Well, okay, the first step apparently was making sure Cassidy and her new sidekick/partner didn’t end up getting themselves killed by investigating that girl who was supposed to know something dangerous about Pencil. Not to mention Pack. She… she couldn’t let anything bad happen to Pack either. And that whole situation made things even more complicated.
With a long, heavy sigh, Amber took another gulp of coffee before glancing over her shoulder. The old man from before, Earl, was sitting in the other booth. His attention was centered on the half-eaten piece of pecan pie in front of him as he poked at it with a fork. He was muttering to himself, something about responding to words his obviously late wife had said at some point in the past. There was a tremor to his voice that made Amber flinch. She had no idea how long ago his wife had passed away, but he was obviously still deep in grief.
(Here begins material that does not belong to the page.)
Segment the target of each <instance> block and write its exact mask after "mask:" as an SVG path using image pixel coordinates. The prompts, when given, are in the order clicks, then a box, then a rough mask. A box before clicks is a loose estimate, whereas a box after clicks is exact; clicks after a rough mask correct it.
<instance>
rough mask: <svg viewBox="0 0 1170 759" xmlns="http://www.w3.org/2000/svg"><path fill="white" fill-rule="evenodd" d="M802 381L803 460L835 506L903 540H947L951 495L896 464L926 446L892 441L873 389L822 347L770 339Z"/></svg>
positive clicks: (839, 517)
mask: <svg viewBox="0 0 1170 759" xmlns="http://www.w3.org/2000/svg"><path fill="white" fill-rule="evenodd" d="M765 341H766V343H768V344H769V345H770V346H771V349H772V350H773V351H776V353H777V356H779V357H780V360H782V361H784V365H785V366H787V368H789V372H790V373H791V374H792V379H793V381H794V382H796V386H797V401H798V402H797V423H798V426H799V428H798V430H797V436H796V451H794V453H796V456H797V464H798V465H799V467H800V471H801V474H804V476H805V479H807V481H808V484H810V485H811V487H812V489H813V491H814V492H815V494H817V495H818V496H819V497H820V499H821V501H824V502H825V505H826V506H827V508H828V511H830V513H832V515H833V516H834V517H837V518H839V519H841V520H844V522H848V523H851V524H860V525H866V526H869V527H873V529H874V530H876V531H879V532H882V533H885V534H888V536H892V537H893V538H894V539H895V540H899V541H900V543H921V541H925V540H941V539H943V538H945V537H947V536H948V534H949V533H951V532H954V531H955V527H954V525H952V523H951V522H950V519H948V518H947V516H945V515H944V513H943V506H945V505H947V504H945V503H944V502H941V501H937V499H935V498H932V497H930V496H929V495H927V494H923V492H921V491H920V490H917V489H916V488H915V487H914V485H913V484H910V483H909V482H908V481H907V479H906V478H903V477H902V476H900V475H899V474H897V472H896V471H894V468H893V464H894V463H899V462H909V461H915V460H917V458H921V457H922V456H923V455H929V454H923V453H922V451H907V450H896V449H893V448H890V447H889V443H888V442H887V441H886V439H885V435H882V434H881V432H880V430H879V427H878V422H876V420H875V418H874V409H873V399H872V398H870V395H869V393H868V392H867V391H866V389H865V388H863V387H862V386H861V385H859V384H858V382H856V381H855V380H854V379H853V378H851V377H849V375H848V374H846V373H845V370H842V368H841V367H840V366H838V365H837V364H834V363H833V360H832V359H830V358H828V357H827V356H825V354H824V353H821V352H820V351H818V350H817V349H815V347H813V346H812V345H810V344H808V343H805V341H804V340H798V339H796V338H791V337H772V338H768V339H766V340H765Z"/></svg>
How long had they been married? How long had he–
It was none of her business. Making herself turn away to stop gawking at the man so he could have the privacy he deserved, Amber focused on her own coffee once more. For a few seconds, she just stared at it. Would she be like that guy, sitting here thinking about who she had lost? Would she end up trapped in her memories like that?
No. Not her. She didn’t blame Earl at all. Whatever happened to his wife, there was obviously nothing he could do about it. But she could absolutely still do something about her father. She could find out the truth, and make sure whoever was responsible got what they deserved.
With that in mind, Amber drained the last of her cup and set it down before rising. She left a ten dollar bill on the table despite what Jerry had said and gave the boy a nod before heading for the exit. A moment later, she passed through to the street, as the little bell above the door gave a friendly jingle.
Once out in the open air, Amber looked both ways while taking in a deep breath. Yeah, whatever happened next was obviously going to be dangerous, terrible, and hard. But at least she would be doing something. At least she would actually find out the truth, and handle whatever came with that. But for now, she was going to go home and try to get some actual sleep.
Because the next few days were going to be pretty damn busy.